California, ABD - Sulak Alanlar karbon depolama konusunda çok başarılıdır. Ancak karbondioksitten 20 kez daha etkili bir sera gazı olan metan salarlar. Bilim adamları sulak alanların küresel ısınmaya karşı karbon depolamasının mı yoksa metan salımının mı daha etkin olduğu üzerine bir araştırma başlattı. Bulgulara göre, küresel serinlemeye en fazla etkisi olan tuzlu sulak alanlar. 12,3 milyon dolarlık bir bataklık otu projesi yapan araştırmacılar, 5 yıllık bir süre içinde deney yaptıkları sulak alanın yıllık metrekare başına 3000 gr karbon yakaladığını buldu. Bu oranın yeniden ormanlaştırılan alanlarda 100 gramdan az olduğu gözlemlendi.
Göç Eden Yerliler
Rio, Brezilya - Brezilya'nın Yerlilerle İlişkiler Kurumu çalışanlarından bir görevli, Peru sınırında görev yaptığı bölgede Peru’dan Brezilya tropik ormanlarına yerlilerin göç ettiğini ileri sürerek, Peru’da yapılan yasa dışı ormancılığın bu göçe neden olduğunu ileri sürdü. Brezilya, Amazonlarda yaşayan ve dış dünyayla bağlantısı olmayan 26 kabilenin olduğunu bulmuştu. Yeni gelen yerlilerin farklı saç kesimleri ve farklı
ok yapılarına sahip olduğu gözlemlenmiş. Brezilya, Peru'nun Amazon ormanlarında gaz ve petrol arama için çalışmalar yapmakta olduğunu ileri sürüyor. Peru ise bu çalışmaların yerlilerin göç etmesine neden olmadığını iddia ediyor. İki ülke benzer çalışmalar nedeniyle ortaya çıkan sorunları birbirine yüklemeyi sürdürürken, İngiltere'den, Amazonları korumak için, gelişmiş ülkelerin para yardımı yapması gerektiği konusunda resmi bir açıklama yapıldı.
Beluga Balinaları Tehlikeli Altındaki
Türler Listesinde
Anchorage, Alaska -Geçtiğimiz günlerde beluga balinaları Tehlikeli Altındaki Türler Listesinde dahil edildi. Çevreciler bu kararı olumlu karşılasalar da kararın alınmasının bu kadar gecikmesini eleştiriyorlar. 1994 yılında 653 adet kalan beluga balinası nüfusu 2005'te 278'e inmişti. 1999 yılında beluga balinaları avı büyük ölçüde azalmış olsa da nüfusun bu kadar düşmesi durumun ne kadar kritik olduğunun bir göstergesi.

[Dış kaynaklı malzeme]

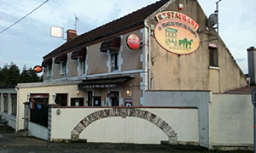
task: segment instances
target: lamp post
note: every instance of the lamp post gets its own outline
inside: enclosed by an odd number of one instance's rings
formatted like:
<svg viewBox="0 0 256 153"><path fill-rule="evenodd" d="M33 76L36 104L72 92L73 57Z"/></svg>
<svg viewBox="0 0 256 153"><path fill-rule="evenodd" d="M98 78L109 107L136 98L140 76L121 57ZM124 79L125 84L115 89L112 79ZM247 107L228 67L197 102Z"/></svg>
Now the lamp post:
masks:
<svg viewBox="0 0 256 153"><path fill-rule="evenodd" d="M29 102L30 101L30 94L29 93L26 94L26 97L27 97L27 102Z"/></svg>
<svg viewBox="0 0 256 153"><path fill-rule="evenodd" d="M53 103L54 105L55 105L55 99L56 99L56 94L52 94L52 99L53 99Z"/></svg>
<svg viewBox="0 0 256 153"><path fill-rule="evenodd" d="M252 103L253 105L253 150L256 153L256 88L252 92Z"/></svg>

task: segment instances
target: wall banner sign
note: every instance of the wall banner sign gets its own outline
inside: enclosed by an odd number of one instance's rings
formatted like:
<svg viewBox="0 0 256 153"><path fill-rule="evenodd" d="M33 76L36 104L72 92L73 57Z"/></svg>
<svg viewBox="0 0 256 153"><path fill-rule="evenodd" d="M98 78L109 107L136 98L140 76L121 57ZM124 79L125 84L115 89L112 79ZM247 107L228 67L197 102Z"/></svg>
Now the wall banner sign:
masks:
<svg viewBox="0 0 256 153"><path fill-rule="evenodd" d="M154 28L154 37L163 48L176 54L189 54L198 49L199 25L191 18L173 11L161 12L155 17L159 23Z"/></svg>
<svg viewBox="0 0 256 153"><path fill-rule="evenodd" d="M130 34L127 37L126 42L127 46L132 50L136 50L141 46L141 40L136 34Z"/></svg>

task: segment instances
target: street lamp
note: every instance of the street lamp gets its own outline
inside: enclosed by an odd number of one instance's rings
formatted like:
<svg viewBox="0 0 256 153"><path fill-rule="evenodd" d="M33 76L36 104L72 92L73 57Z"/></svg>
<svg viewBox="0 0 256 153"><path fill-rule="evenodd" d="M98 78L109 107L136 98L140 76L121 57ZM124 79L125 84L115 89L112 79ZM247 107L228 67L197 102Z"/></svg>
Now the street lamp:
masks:
<svg viewBox="0 0 256 153"><path fill-rule="evenodd" d="M52 99L53 99L53 103L54 105L55 105L55 99L56 99L56 94L52 94Z"/></svg>

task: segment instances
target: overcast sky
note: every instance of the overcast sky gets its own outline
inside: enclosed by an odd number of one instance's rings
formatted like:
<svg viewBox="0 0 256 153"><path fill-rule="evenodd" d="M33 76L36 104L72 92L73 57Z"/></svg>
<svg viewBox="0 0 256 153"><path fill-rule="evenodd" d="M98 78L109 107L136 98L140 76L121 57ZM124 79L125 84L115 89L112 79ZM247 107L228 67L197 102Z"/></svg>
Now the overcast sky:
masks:
<svg viewBox="0 0 256 153"><path fill-rule="evenodd" d="M41 65L43 56L66 41L50 37L50 26L83 34L103 24L137 10L157 0L49 0L23 20L0 33L0 67L14 62L23 65ZM198 0L207 16L216 9L217 0ZM0 0L0 31L19 20L45 0ZM256 47L256 1L222 0L219 34L239 66L247 73L247 48Z"/></svg>

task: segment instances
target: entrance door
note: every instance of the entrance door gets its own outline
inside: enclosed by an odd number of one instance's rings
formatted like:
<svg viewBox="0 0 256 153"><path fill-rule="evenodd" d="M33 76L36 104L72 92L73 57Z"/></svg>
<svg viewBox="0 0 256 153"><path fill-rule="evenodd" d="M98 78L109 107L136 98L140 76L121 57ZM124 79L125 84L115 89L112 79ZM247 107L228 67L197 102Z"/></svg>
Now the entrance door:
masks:
<svg viewBox="0 0 256 153"><path fill-rule="evenodd" d="M112 106L119 106L119 92L111 92L108 94L108 97L110 99Z"/></svg>
<svg viewBox="0 0 256 153"><path fill-rule="evenodd" d="M102 97L93 97L93 106L102 106Z"/></svg>

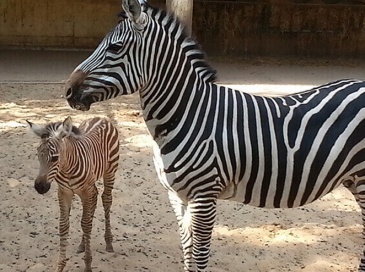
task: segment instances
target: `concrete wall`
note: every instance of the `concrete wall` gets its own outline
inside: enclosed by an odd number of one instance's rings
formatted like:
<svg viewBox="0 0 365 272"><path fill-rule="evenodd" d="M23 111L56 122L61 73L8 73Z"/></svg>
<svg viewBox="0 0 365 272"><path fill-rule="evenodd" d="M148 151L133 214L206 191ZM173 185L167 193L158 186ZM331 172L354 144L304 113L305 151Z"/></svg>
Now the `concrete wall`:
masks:
<svg viewBox="0 0 365 272"><path fill-rule="evenodd" d="M0 46L93 48L118 22L116 0L0 0Z"/></svg>
<svg viewBox="0 0 365 272"><path fill-rule="evenodd" d="M0 0L0 47L92 49L121 10L121 0ZM208 55L364 57L365 5L195 0L193 36Z"/></svg>

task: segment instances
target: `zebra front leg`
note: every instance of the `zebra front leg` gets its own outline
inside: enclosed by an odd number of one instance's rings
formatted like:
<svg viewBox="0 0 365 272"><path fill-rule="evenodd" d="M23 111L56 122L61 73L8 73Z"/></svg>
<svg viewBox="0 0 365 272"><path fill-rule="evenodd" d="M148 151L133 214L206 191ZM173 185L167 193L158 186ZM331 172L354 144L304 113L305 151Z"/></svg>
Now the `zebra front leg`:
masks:
<svg viewBox="0 0 365 272"><path fill-rule="evenodd" d="M80 252L82 249L85 251L84 262L85 262L85 272L91 272L91 248L90 248L90 237L92 230L93 217L96 209L98 197L98 190L96 189L95 184L91 185L88 189L84 190L82 194L80 194L81 202L82 202L82 218L81 218L81 228L82 228L82 240L79 245Z"/></svg>
<svg viewBox="0 0 365 272"><path fill-rule="evenodd" d="M205 271L208 264L216 203L216 199L196 199L188 204L193 231L193 258L198 272Z"/></svg>
<svg viewBox="0 0 365 272"><path fill-rule="evenodd" d="M193 233L191 230L190 211L187 209L187 205L174 192L169 191L169 199L179 224L184 254L184 271L194 272Z"/></svg>
<svg viewBox="0 0 365 272"><path fill-rule="evenodd" d="M115 172L104 175L104 191L101 195L103 201L104 214L105 214L105 244L107 252L114 252L113 249L113 234L110 226L110 208L113 202L113 186L114 186Z"/></svg>
<svg viewBox="0 0 365 272"><path fill-rule="evenodd" d="M66 266L66 248L67 248L67 238L70 229L70 210L72 203L73 192L61 189L58 187L58 203L60 208L60 221L58 232L60 235L60 251L58 257L57 272L62 272Z"/></svg>

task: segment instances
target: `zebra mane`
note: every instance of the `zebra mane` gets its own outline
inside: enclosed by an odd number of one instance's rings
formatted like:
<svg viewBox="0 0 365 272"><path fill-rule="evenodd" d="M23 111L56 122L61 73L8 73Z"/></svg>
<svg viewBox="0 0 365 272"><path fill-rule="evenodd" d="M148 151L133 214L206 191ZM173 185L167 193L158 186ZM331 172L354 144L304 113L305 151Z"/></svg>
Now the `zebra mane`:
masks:
<svg viewBox="0 0 365 272"><path fill-rule="evenodd" d="M44 133L41 135L42 139L59 137L62 134L62 122L49 123L44 127ZM78 127L72 126L70 136L79 136L81 131Z"/></svg>
<svg viewBox="0 0 365 272"><path fill-rule="evenodd" d="M207 82L214 82L217 79L216 70L206 62L205 53L200 45L187 34L185 25L176 16L163 9L152 7L146 2L142 5L142 9L155 19L166 32L176 35L176 40L184 47L183 50L186 52L187 58ZM120 16L124 18L125 15ZM171 33L171 25L176 25L180 31L174 29L174 33Z"/></svg>

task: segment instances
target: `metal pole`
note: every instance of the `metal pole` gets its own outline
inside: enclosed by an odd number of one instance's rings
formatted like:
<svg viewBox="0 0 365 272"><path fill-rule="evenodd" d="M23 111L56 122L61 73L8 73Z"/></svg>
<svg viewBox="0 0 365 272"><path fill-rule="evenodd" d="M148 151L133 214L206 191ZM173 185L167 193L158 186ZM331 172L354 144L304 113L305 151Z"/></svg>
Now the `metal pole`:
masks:
<svg viewBox="0 0 365 272"><path fill-rule="evenodd" d="M193 23L193 0L166 0L167 11L174 13L186 26L191 36Z"/></svg>

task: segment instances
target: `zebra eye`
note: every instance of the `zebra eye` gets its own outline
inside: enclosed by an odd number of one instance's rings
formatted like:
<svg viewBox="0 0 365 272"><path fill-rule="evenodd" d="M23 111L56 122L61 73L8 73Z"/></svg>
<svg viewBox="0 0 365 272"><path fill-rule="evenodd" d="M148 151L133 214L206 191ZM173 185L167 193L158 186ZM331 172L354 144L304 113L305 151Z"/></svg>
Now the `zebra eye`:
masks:
<svg viewBox="0 0 365 272"><path fill-rule="evenodd" d="M112 53L115 53L115 52L118 52L120 48L121 48L120 45L115 44L115 43L111 43L111 44L109 44L109 46L106 50L108 50Z"/></svg>
<svg viewBox="0 0 365 272"><path fill-rule="evenodd" d="M52 156L51 162L56 162L57 160L58 160L58 156L57 155Z"/></svg>

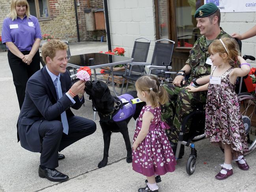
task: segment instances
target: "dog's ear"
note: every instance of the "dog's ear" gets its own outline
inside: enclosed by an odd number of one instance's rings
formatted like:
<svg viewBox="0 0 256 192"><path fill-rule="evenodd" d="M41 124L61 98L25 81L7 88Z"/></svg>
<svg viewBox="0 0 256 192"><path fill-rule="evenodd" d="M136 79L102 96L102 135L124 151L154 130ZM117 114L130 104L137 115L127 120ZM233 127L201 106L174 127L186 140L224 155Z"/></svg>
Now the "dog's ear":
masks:
<svg viewBox="0 0 256 192"><path fill-rule="evenodd" d="M109 89L107 89L102 96L102 97L101 97L101 101L103 102L109 101L111 99L111 95L110 93L110 91Z"/></svg>

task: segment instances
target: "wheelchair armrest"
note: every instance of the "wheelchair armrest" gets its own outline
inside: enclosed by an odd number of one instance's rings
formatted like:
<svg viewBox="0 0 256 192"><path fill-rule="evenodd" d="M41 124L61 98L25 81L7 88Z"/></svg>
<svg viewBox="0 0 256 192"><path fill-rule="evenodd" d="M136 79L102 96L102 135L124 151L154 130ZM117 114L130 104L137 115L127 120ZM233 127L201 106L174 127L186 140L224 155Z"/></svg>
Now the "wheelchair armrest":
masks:
<svg viewBox="0 0 256 192"><path fill-rule="evenodd" d="M129 63L129 65L150 65L150 63L145 63L143 62L133 62Z"/></svg>
<svg viewBox="0 0 256 192"><path fill-rule="evenodd" d="M147 68L149 69L166 69L166 66L158 66L158 65L148 65L146 67ZM168 66L168 69L172 69L172 67L171 66Z"/></svg>

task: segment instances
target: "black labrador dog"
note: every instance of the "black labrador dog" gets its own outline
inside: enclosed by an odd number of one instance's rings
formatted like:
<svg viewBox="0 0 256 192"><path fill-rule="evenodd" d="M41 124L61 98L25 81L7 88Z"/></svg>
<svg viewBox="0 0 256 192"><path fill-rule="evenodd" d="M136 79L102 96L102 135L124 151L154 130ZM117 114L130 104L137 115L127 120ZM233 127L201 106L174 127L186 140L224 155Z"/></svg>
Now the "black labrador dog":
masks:
<svg viewBox="0 0 256 192"><path fill-rule="evenodd" d="M131 162L132 148L127 124L132 117L137 119L145 103L131 103L131 99L137 97L136 91L128 92L118 97L112 96L107 84L101 81L87 81L84 90L92 101L94 110L98 112L103 132L103 157L98 167L101 168L107 164L112 132L120 132L123 135L127 150L126 161Z"/></svg>

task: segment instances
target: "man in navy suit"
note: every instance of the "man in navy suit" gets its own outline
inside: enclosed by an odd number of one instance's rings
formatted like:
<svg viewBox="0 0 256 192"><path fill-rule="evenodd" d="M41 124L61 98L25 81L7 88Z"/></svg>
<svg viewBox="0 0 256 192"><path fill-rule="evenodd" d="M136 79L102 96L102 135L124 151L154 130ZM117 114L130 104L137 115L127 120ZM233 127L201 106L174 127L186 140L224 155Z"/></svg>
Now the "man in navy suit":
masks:
<svg viewBox="0 0 256 192"><path fill-rule="evenodd" d="M70 109L78 109L84 102L85 82L72 85L66 71L67 48L57 40L43 45L42 56L46 65L28 81L17 124L22 147L41 153L39 176L52 181L69 179L55 169L58 160L65 158L58 151L96 130L94 121L75 116Z"/></svg>

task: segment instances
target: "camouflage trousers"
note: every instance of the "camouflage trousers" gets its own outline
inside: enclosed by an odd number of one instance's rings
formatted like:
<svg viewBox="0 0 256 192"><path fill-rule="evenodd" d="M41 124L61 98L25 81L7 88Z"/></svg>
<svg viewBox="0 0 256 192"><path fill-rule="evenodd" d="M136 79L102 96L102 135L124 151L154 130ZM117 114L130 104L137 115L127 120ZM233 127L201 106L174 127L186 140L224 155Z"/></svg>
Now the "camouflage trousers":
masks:
<svg viewBox="0 0 256 192"><path fill-rule="evenodd" d="M167 104L161 106L161 118L170 125L170 129L166 130L166 134L169 140L174 143L178 142L182 119L192 112L197 104L206 101L207 91L188 92L189 89L185 88L189 84L187 82L181 88L172 83L163 85L169 99ZM189 125L187 126L185 132L189 130Z"/></svg>

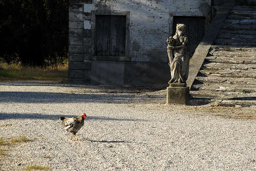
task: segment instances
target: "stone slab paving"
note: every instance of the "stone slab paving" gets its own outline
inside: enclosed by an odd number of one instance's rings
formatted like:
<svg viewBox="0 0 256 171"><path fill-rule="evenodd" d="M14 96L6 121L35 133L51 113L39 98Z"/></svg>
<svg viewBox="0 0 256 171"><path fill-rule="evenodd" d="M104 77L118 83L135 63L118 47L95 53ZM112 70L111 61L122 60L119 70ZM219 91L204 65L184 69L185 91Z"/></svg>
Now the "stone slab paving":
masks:
<svg viewBox="0 0 256 171"><path fill-rule="evenodd" d="M0 83L0 170L255 170L256 107L165 105L165 90ZM69 139L60 116L88 117Z"/></svg>

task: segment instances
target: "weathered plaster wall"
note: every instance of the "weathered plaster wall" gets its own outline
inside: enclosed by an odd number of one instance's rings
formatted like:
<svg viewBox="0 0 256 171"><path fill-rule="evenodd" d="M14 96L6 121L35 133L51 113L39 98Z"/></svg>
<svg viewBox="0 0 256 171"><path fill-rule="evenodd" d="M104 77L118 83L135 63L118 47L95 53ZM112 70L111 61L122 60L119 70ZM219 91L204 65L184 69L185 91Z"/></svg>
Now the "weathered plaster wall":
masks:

Alglerden Biyoyakıt Projesi
İngiltere - Alglerden biyoyakıt elde etme konusunda İngiltere dünyanın en büyük projesini gerçekleştirmeye soyunuyor. Karbon Vakfı (Carbon Trust) 2020'de alglerden elde edilen biyoyakıtı pazara sunmayı planlıyor. Alglerden elde edilen biyoyakıtın fosil kaynaklardan elde edilen yakıtın yerini alması için geliştirilen bu plana göre, teknoloji ve altyapıya harcanacak miktar 26 milyon sterlin olarak belirlenmiş. İngiltere'nin karbon salımının dörtte birini ulaşım oluşturuyor ve bu payı da giderek artıyor. Hükümetin 2050 yılı için koyduğu ve karbon salımını %80 düşürme hedefini fosil kaynaklardan elde edilen yakıtı azaltarak gerçekleştirebileceği düşünülüyor. Bu nedenle de alglerden biyoyakıt projesine çok önem veriliyor.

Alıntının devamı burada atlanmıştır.